D’Artagnan se alojaba en la Rue des Fossoyeurs, actualmente calle Servandoni, y tenía por sirviente a Planchet, que a lo largo de la novela demuestra ser un compañero astuto y fiel para cualquier tipo de cometido, y un amigo devoto de su amo. En esta calle es donde conoce a Constanza Bonacieux, la esposa de su casero y costurera de la reina, de la que se enamorará sin remedio, para él era todo lo que podía buscar un joven en busca de aventura. El amor de D’Artagnan por Constanza se mantendrá a lo largo de toda la obra, aunque haya momentos en los que parezca haberla olvidado al sucumbir a los encantos de Lady de Winter, Milady. Es el de D’Artagnan un amor correspondido, pero los dos amantes no tienen tiempo para sí mismos, estando ambos ligados a las intrigas de Ana de Austria y George Villiers, duque de Buckingham, y amenazados por Richelieu y, sobre todo, por Milady.

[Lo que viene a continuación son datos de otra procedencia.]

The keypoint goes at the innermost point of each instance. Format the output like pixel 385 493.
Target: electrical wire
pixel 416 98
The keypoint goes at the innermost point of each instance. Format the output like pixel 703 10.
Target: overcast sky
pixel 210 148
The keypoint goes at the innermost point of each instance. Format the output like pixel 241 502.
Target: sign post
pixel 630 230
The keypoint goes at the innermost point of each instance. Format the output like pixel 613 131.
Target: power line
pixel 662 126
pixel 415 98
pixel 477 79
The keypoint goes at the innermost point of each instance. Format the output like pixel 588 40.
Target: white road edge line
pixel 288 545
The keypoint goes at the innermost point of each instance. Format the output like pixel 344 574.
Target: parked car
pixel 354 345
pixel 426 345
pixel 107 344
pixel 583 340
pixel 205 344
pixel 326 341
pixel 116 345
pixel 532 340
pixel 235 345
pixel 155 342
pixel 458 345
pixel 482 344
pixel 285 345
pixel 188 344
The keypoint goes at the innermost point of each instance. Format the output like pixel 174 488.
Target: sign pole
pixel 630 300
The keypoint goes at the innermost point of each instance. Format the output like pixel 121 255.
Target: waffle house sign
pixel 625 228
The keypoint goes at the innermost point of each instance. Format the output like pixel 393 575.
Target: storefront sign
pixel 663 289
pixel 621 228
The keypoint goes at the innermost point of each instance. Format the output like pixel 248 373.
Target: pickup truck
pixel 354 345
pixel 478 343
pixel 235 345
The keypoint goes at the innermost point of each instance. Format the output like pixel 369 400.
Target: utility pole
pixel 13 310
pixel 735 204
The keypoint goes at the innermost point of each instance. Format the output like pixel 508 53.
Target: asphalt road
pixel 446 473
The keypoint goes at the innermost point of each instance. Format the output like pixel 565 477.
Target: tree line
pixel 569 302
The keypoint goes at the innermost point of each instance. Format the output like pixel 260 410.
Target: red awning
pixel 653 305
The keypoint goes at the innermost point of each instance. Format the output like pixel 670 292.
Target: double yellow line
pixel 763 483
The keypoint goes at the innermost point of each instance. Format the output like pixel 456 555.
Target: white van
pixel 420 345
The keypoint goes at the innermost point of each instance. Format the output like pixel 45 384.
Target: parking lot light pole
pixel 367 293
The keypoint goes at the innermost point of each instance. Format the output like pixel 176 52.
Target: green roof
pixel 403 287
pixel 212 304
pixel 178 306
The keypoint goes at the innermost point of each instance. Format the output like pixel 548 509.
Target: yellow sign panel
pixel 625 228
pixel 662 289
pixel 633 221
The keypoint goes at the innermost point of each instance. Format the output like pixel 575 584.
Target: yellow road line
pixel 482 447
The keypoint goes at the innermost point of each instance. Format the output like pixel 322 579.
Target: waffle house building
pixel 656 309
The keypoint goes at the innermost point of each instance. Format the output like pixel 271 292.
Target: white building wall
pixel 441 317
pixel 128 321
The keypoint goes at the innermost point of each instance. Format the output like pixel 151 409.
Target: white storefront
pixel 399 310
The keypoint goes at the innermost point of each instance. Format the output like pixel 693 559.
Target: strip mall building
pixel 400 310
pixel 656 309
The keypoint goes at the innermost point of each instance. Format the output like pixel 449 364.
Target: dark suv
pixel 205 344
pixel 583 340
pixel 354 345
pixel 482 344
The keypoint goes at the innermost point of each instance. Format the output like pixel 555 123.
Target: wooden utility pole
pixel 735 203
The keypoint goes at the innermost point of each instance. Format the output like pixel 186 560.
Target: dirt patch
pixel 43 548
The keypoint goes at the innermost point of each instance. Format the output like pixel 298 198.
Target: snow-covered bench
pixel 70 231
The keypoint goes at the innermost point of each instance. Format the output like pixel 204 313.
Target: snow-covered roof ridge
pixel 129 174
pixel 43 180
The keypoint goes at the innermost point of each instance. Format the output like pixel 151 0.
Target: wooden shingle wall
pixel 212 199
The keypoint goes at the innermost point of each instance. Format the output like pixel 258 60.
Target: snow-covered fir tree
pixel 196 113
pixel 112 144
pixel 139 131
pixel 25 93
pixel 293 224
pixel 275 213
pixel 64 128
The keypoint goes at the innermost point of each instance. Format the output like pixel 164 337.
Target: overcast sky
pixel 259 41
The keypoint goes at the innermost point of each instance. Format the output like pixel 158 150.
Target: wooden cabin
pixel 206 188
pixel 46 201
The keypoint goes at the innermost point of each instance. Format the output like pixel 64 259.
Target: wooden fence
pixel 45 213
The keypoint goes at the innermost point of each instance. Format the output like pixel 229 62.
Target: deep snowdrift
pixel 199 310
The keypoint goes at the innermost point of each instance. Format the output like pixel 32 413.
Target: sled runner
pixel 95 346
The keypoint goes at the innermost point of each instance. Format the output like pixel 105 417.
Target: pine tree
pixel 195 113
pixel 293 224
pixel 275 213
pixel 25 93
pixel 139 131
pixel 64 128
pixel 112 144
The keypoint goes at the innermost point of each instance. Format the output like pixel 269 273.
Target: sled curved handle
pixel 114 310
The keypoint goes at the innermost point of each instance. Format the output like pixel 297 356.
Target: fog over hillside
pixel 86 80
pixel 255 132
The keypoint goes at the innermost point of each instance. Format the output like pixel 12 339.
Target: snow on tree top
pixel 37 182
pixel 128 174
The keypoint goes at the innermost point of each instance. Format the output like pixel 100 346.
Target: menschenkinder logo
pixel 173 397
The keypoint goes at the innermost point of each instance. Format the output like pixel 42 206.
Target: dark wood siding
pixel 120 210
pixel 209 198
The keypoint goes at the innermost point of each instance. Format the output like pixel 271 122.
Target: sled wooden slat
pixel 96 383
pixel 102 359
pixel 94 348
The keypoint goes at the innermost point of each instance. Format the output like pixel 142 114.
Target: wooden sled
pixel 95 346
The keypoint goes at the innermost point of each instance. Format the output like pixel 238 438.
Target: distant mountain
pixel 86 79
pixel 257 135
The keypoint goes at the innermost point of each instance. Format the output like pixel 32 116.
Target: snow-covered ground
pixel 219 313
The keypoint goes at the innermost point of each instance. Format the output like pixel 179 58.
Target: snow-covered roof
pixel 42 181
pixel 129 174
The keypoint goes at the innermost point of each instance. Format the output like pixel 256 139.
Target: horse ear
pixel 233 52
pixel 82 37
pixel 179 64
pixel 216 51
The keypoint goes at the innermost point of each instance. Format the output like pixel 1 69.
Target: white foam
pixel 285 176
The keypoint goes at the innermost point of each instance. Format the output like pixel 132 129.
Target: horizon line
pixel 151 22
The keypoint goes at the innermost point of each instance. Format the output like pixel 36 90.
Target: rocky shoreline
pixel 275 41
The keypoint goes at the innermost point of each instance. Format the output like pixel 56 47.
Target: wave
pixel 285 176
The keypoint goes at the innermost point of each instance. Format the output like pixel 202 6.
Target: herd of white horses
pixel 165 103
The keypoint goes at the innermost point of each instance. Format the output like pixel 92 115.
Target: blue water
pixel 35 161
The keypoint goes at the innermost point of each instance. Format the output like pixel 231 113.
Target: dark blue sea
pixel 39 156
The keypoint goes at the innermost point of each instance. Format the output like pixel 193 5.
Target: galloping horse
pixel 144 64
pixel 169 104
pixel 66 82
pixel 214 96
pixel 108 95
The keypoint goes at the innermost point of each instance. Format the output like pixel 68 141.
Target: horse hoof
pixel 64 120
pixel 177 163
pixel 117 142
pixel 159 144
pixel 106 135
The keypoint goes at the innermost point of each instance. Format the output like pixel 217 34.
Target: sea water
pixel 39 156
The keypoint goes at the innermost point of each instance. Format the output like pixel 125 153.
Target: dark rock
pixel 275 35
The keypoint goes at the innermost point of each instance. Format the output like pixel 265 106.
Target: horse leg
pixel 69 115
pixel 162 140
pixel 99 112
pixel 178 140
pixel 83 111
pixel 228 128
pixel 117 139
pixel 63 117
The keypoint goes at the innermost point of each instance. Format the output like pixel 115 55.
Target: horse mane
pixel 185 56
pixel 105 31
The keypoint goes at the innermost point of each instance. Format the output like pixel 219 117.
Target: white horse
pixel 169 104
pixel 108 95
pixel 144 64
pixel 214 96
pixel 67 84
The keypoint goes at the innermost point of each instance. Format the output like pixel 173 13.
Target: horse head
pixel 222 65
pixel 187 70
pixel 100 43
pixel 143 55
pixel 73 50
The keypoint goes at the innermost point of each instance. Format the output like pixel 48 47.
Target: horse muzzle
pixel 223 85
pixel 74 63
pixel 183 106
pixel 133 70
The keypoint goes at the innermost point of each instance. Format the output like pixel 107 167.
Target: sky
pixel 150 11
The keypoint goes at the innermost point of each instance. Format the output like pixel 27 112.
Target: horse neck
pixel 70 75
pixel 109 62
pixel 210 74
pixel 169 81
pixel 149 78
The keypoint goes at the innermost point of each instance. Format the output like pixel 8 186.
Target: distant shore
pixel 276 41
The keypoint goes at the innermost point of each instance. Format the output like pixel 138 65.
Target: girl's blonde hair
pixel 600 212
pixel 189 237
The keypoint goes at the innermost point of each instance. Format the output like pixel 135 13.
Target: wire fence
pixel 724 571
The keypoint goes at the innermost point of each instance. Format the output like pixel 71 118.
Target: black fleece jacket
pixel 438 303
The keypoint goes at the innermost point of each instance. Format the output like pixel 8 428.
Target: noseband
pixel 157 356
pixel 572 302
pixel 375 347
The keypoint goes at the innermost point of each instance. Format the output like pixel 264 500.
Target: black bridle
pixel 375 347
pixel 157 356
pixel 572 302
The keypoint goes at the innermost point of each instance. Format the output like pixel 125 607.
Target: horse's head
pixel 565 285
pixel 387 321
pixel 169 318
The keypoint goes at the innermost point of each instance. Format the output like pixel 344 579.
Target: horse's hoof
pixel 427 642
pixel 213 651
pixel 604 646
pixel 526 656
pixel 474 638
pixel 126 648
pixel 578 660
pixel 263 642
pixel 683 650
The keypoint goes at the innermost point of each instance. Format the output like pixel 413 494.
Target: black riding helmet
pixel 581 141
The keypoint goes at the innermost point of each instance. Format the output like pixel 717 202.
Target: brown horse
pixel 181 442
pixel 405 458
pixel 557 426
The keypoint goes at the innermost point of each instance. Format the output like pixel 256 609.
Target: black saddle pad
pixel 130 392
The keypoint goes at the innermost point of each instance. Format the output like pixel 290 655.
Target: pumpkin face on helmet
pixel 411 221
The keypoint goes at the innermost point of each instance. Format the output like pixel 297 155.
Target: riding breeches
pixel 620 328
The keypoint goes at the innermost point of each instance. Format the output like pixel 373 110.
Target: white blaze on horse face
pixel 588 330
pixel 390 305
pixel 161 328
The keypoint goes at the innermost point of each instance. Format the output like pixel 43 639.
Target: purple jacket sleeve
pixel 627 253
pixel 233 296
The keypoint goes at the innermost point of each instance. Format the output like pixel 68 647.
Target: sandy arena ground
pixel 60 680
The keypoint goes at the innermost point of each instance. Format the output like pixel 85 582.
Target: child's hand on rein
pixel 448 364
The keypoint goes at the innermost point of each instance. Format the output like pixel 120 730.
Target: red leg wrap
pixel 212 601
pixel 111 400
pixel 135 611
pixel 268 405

Como es sabido de todos, los tres mejores amigos de D’Artagnan, por cierto tan valientes como él mismo, son Athos, Porthos y Aramis. D’Artagnan siente por el primero un cariño especial, pues es para él no sólo un amigo, sino un confidente y segundo padre (hay que tener en cuenta que Athos es el mayor de los cuatro amigos). Los cuatro permanecen inseparables durante todo el primer libro, Los tres mosqueteros, pero pertenecen a bandos opuestos en Veinte años después, libro que enfrenta de manera muy emotiva a D’Artagnan y Porthos con sus amigos Athos y Aramis. Por último, en El vizconde de Bragelonne D’Artagnan se queda sólo, distanciado de sus antiguos amigos y convertido en un instrumento del rey. Sin embargo, a pesar de todos los enfrentamientos y discusiones que tienen los cuatro, nunca dejan de quererse ni olvidan el tiempo en que eran amigos inseparables y se necesitaban los unos a los otros. Evidentemente los nombres de sus amigos no son los reales, en el relato inicial de la saga Athos revela su verdadera identidad (conde de La Fére), mas Aramis y Porthos quedan con “los nombres de pastores” (como los describiría Lord de Winter) con los que los conocemos, la única persona que conoce sus verdaderos nombres es el señor de Tréville. En la continuación de Los Tres Mosqueteros se identifica a Aramis como René de Herblay y a Porthos como el caballero du Vallon.